Responses API: Excessive charges due to repetitive container creation when using Code Interpreter

Update (Nov 17, 2025): OpenAI Support escalated the bug to the API engineering team a couple weeks ago and we’re waiting to hear back. For one specific project, 55% of our total usage cost is spent on code interpreter sessions charges.

We’re expecting that our Code Interpreter charges will be refunded once OpenAI confirms that this behavior is a bug in how containers are created, so we have not implemented a fix. In any case, here’s an overview of how we would patch the bug until it is resolved, adding a function call step that’s needed before the model has the python tool available:


We’re seeing a change in behavior in how the Responses API handles Code Interpreter tool calls compared to the Assistants API, which can result in excessive charges for Code Interpreter sessions. We’ve reported the issue to OpenAI, but wanted to pass along our findings in case others are seeing similar usage charges.


When using "container": {"type": "auto"}, the API will create a new container before the model makes a CI tool call. If the model doesn’t make a CI tool call while generating its response, the API provides no information about the newly created container. Because there’s no information on the container created during the first response, the API will create a second container while generating a follow-up response, no matter what context management solution is used (manual context management, previous_response_id, or the Conversations API).

In short, as long as messages in a conversation do not trigger a Code Interpreter tool call from the model, we are charged an extra $0.03 per response for the container the API is creating without providing any information in the Response object.
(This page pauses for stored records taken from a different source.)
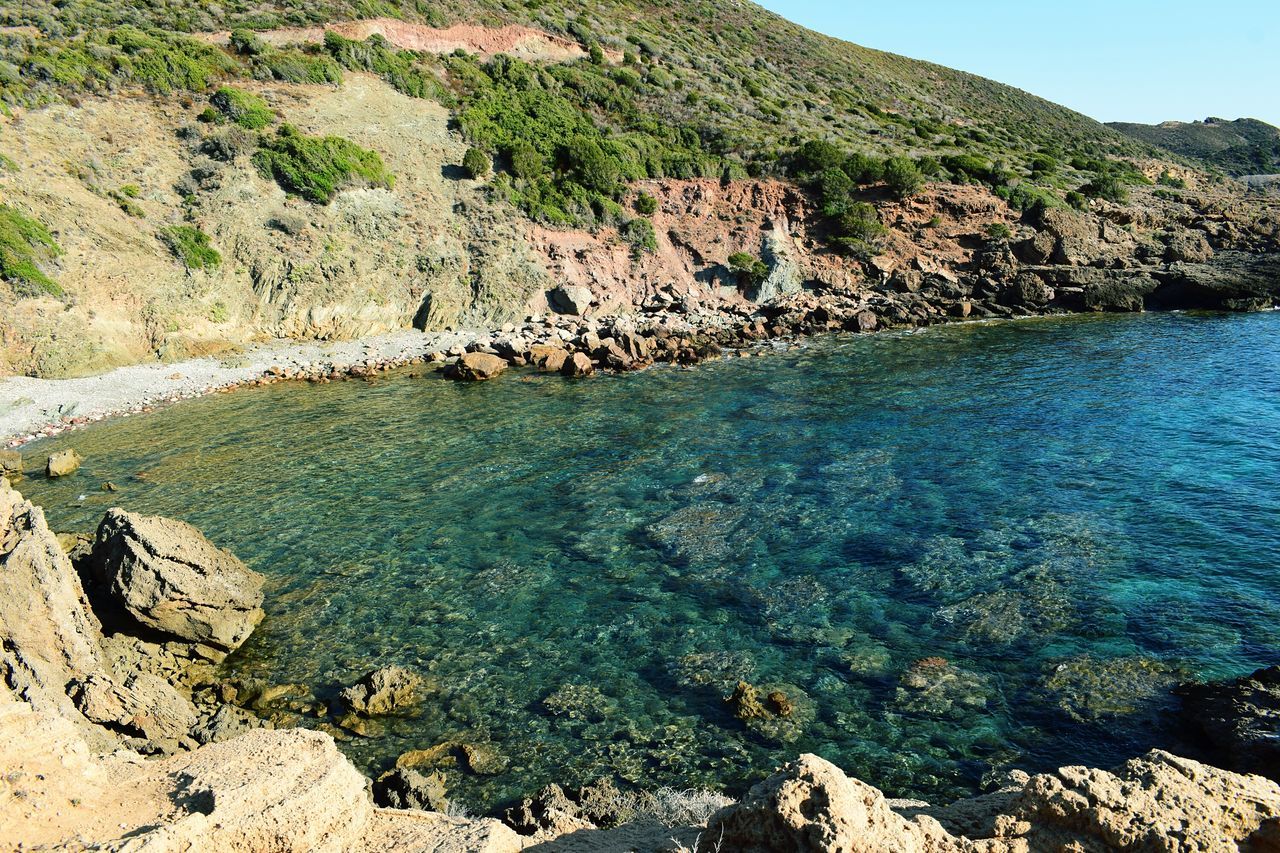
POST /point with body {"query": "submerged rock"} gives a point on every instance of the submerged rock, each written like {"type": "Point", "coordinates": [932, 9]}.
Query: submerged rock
{"type": "Point", "coordinates": [170, 578]}
{"type": "Point", "coordinates": [475, 366]}
{"type": "Point", "coordinates": [63, 463]}
{"type": "Point", "coordinates": [1240, 717]}
{"type": "Point", "coordinates": [406, 788]}
{"type": "Point", "coordinates": [389, 689]}
{"type": "Point", "coordinates": [10, 465]}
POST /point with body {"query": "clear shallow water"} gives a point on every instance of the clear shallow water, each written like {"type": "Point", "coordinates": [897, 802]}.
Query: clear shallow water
{"type": "Point", "coordinates": [1073, 512]}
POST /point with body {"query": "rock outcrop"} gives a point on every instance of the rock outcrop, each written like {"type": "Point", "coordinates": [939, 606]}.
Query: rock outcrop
{"type": "Point", "coordinates": [475, 366]}
{"type": "Point", "coordinates": [170, 578]}
{"type": "Point", "coordinates": [63, 464]}
{"type": "Point", "coordinates": [389, 689]}
{"type": "Point", "coordinates": [288, 792]}
{"type": "Point", "coordinates": [1157, 802]}
{"type": "Point", "coordinates": [1242, 720]}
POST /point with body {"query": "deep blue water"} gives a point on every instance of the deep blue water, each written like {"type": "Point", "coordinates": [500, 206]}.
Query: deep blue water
{"type": "Point", "coordinates": [1074, 514]}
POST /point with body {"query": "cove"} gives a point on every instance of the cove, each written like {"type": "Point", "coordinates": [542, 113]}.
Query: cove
{"type": "Point", "coordinates": [977, 547]}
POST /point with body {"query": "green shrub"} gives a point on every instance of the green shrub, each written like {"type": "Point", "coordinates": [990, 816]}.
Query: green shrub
{"type": "Point", "coordinates": [316, 168]}
{"type": "Point", "coordinates": [476, 163]}
{"type": "Point", "coordinates": [191, 246]}
{"type": "Point", "coordinates": [24, 243]}
{"type": "Point", "coordinates": [1043, 165]}
{"type": "Point", "coordinates": [246, 109]}
{"type": "Point", "coordinates": [645, 204]}
{"type": "Point", "coordinates": [814, 156]}
{"type": "Point", "coordinates": [903, 177]}
{"type": "Point", "coordinates": [749, 269]}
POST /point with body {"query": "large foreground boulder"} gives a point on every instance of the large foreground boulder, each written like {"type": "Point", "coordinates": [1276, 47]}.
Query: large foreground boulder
{"type": "Point", "coordinates": [1153, 803]}
{"type": "Point", "coordinates": [170, 578]}
{"type": "Point", "coordinates": [264, 792]}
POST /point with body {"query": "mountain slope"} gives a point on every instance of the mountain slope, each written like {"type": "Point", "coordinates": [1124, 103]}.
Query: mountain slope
{"type": "Point", "coordinates": [1239, 147]}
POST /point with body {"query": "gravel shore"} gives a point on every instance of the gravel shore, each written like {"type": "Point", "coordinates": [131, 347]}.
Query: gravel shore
{"type": "Point", "coordinates": [33, 409]}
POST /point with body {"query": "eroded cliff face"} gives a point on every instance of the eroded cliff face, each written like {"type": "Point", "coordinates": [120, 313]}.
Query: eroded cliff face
{"type": "Point", "coordinates": [440, 250]}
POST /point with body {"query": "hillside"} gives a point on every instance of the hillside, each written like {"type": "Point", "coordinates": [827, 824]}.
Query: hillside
{"type": "Point", "coordinates": [1239, 147]}
{"type": "Point", "coordinates": [179, 178]}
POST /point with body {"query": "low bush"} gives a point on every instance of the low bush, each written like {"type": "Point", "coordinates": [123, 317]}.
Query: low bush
{"type": "Point", "coordinates": [316, 168]}
{"type": "Point", "coordinates": [476, 163]}
{"type": "Point", "coordinates": [749, 269]}
{"type": "Point", "coordinates": [191, 246]}
{"type": "Point", "coordinates": [24, 245]}
{"type": "Point", "coordinates": [243, 108]}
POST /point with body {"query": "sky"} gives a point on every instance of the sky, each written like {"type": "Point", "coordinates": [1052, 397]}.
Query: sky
{"type": "Point", "coordinates": [1118, 60]}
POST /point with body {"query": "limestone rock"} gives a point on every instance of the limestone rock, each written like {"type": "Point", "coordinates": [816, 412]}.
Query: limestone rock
{"type": "Point", "coordinates": [49, 637]}
{"type": "Point", "coordinates": [570, 300]}
{"type": "Point", "coordinates": [63, 463]}
{"type": "Point", "coordinates": [812, 806]}
{"type": "Point", "coordinates": [577, 365]}
{"type": "Point", "coordinates": [548, 359]}
{"type": "Point", "coordinates": [173, 579]}
{"type": "Point", "coordinates": [10, 465]}
{"type": "Point", "coordinates": [391, 689]}
{"type": "Point", "coordinates": [1240, 719]}
{"type": "Point", "coordinates": [475, 366]}
{"type": "Point", "coordinates": [407, 788]}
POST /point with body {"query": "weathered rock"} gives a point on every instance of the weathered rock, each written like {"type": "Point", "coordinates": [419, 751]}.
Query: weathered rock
{"type": "Point", "coordinates": [1188, 246]}
{"type": "Point", "coordinates": [810, 806]}
{"type": "Point", "coordinates": [145, 707]}
{"type": "Point", "coordinates": [63, 463]}
{"type": "Point", "coordinates": [10, 465]}
{"type": "Point", "coordinates": [224, 724]}
{"type": "Point", "coordinates": [475, 366]}
{"type": "Point", "coordinates": [406, 788]}
{"type": "Point", "coordinates": [265, 792]}
{"type": "Point", "coordinates": [389, 689]}
{"type": "Point", "coordinates": [49, 637]}
{"type": "Point", "coordinates": [577, 365]}
{"type": "Point", "coordinates": [1240, 719]}
{"type": "Point", "coordinates": [173, 579]}
{"type": "Point", "coordinates": [548, 359]}
{"type": "Point", "coordinates": [570, 300]}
When the model finally makes a CI tool call, the code_interpreter_call item includes the container’s ID and can be reused across responses.

This behavior is a departure from the Assistants API, where Code Interpreter sessions were only created and charged if the assistant made a CI tool call. The CI tool behavior does not mirror other built-in tools, such as File Search, which are charged when the model makes a tool call (e.g. $2.50 / 1k File Search tool calls).

The relevant Docs section, included below, isn’t super clear as to whether we should expect a container to be created when the model makes the Code Interpreter tool call, or whenever we submit a Create Response request. We would prefer that the behavior be the former, which would mirror the Assistants API. At minimum, there should be a way to grab the container ID that the API created when generating a response regardless of whether the model makes a CI call.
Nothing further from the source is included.